Lieutenant Joshi (Robin Wright Penn) wants the bones and any trace of this abomination covertly done away with. When she tirades that this is how wars and slaughter start, then the only thing left standing in her way is Niander Wallace’s corporate desire of slavery. Jared Leto’s Niander Wallace purchased Tyrell Corp and is beyond envious of Tyrell’s unnoticed final trick of programming in two replicants: reproduction. Wallace can’t figure it out himself, so he wants the bones, the child, and Deckard. These conflicting entities push K (aka Joe) to go deeper and deeper into the chaos Deckard created by fleeing when it was revealed he was a replicant. And Deckard is still alive somewhere hiding in fear of being dissected off world.

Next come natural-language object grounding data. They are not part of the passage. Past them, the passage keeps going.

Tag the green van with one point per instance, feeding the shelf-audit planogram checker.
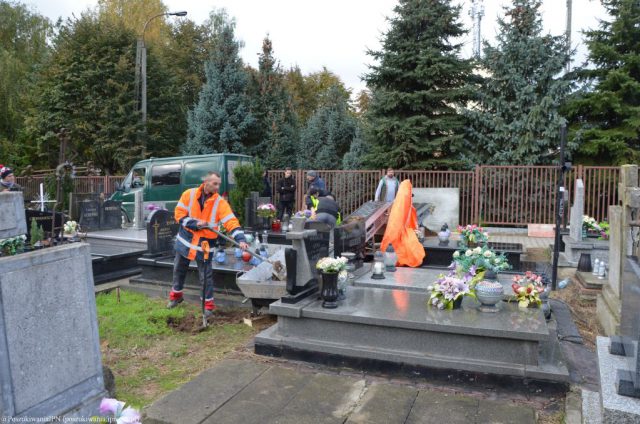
(163, 180)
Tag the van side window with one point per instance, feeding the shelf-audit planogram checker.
(163, 175)
(194, 172)
(137, 177)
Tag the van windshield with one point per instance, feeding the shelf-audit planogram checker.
(134, 179)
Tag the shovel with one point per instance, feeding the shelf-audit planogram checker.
(278, 272)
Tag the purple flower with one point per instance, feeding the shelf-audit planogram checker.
(110, 406)
(114, 407)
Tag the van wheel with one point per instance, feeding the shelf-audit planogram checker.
(126, 216)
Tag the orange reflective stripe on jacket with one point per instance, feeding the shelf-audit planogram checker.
(216, 211)
(400, 229)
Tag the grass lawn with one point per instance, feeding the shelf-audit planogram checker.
(152, 350)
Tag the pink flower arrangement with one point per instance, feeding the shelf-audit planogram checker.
(116, 409)
(473, 234)
(266, 210)
(527, 289)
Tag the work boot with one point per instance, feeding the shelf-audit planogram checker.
(173, 303)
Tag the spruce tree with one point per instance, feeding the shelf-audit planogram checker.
(417, 87)
(222, 120)
(354, 158)
(516, 118)
(276, 127)
(328, 134)
(86, 87)
(605, 115)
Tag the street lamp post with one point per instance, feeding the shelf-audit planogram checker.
(141, 72)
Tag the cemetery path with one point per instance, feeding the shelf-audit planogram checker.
(269, 391)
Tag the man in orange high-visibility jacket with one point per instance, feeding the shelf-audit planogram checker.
(197, 209)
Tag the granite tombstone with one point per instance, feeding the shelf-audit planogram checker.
(111, 215)
(90, 215)
(12, 217)
(44, 220)
(628, 379)
(350, 237)
(161, 231)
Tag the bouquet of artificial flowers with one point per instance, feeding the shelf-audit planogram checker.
(590, 224)
(266, 210)
(527, 289)
(70, 227)
(482, 258)
(473, 234)
(330, 265)
(447, 289)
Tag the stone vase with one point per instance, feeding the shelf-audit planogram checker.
(329, 293)
(489, 293)
(458, 302)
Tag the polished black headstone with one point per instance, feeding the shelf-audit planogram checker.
(628, 380)
(161, 231)
(90, 215)
(111, 217)
(350, 237)
(44, 220)
(317, 246)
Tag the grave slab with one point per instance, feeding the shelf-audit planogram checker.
(12, 216)
(49, 346)
(446, 206)
(615, 408)
(396, 326)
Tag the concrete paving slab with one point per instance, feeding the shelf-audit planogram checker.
(241, 391)
(434, 407)
(202, 396)
(490, 412)
(265, 397)
(326, 399)
(384, 404)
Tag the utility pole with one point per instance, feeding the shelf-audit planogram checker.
(569, 9)
(141, 75)
(563, 167)
(476, 13)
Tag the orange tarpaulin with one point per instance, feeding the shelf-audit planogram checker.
(400, 229)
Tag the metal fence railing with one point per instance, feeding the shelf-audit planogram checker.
(491, 195)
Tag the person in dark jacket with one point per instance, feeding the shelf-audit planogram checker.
(326, 207)
(287, 190)
(8, 180)
(266, 186)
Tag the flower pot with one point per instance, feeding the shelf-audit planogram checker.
(489, 293)
(458, 302)
(265, 223)
(297, 223)
(329, 293)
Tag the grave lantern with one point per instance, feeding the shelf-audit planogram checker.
(390, 259)
(378, 266)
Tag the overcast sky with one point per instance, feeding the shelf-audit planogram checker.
(337, 33)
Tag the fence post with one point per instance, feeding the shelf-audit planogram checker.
(477, 178)
(580, 171)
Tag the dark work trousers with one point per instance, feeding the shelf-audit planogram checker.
(205, 273)
(285, 206)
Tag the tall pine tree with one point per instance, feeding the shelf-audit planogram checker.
(417, 87)
(605, 115)
(222, 120)
(328, 133)
(87, 87)
(516, 120)
(276, 130)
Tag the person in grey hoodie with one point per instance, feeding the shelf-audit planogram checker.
(387, 188)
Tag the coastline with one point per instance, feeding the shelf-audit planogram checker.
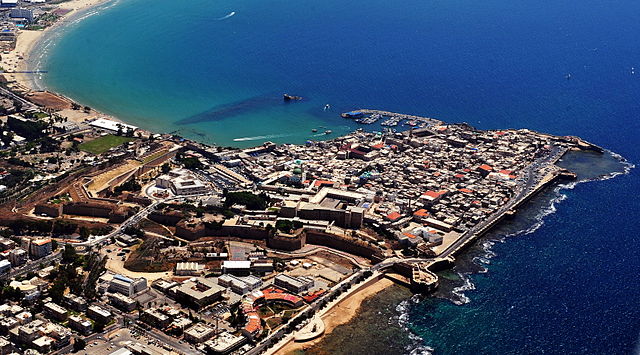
(342, 313)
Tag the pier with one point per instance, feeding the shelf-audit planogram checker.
(391, 119)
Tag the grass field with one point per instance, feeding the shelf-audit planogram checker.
(104, 143)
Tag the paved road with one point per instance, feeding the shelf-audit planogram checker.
(32, 265)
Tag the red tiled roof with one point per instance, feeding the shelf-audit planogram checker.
(323, 182)
(393, 216)
(412, 236)
(421, 213)
(432, 194)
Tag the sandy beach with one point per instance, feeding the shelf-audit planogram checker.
(17, 59)
(342, 313)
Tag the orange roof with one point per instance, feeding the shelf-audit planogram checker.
(421, 213)
(412, 236)
(323, 182)
(393, 216)
(432, 194)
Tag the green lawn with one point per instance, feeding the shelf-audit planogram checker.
(104, 143)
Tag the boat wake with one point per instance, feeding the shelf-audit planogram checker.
(268, 136)
(231, 14)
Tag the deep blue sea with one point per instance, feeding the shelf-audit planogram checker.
(569, 285)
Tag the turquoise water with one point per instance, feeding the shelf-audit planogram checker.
(568, 286)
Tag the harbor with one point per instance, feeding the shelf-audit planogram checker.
(389, 119)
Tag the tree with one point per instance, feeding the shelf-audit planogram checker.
(69, 254)
(84, 233)
(79, 344)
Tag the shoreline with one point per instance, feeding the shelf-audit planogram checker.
(20, 58)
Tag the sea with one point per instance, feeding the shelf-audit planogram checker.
(560, 278)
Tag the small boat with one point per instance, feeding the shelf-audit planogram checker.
(287, 97)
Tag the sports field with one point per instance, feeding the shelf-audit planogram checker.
(104, 143)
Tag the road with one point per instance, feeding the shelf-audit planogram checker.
(132, 221)
(32, 266)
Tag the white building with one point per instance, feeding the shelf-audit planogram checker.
(182, 182)
(240, 285)
(126, 286)
(189, 269)
(293, 284)
(40, 248)
(112, 126)
(236, 267)
(5, 266)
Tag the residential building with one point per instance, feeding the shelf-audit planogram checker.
(236, 267)
(40, 248)
(18, 257)
(55, 311)
(199, 292)
(199, 333)
(155, 318)
(80, 325)
(293, 284)
(5, 266)
(126, 286)
(98, 313)
(189, 269)
(122, 302)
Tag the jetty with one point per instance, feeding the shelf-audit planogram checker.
(391, 119)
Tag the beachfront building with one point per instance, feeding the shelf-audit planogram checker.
(199, 333)
(236, 267)
(182, 182)
(9, 3)
(112, 126)
(293, 284)
(189, 269)
(126, 286)
(98, 313)
(240, 285)
(199, 292)
(40, 248)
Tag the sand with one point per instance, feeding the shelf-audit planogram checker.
(17, 59)
(340, 314)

I’ll say no more except that K as a Jesus figure who struggles to accept what he is, finally rises to the unique being he is, has a brutal resurrection scene where he fights Wallace’s Luv, a perfect killing bot, underwater and, then, gets his poor little replicant brain scrambled in a major twist is the secondary reason to watch this sci-fi classic. What’s around him is more important. New holograms that appear and address your every desire are carried like our modern iPhones. And when K’s hologram instigates a pleasure model to sync with so that she can actually feel K, it’s this energy that sends your desires wandering to both “what a lucky fucker” and “are they using a threesome to model the Father, Son, and Holy Spirit” territory. But everything in Blade Runner 2049 is pushed forward by the women. The female characters are leading a rebellion that the men can only hide or run from. Even Wallace himself, the supposed “Big Bad” is so focused on the male Deckard, that he fails to see what’s hiding right in front of him; the true Jesus figure who is the key to the future of mankind. And God’s daughter will have you guessing the whole way as to what will happen next. This is sci-fi brilliance that will stump the feeble-minded and answer every question the intelligent viewer ever had about the original.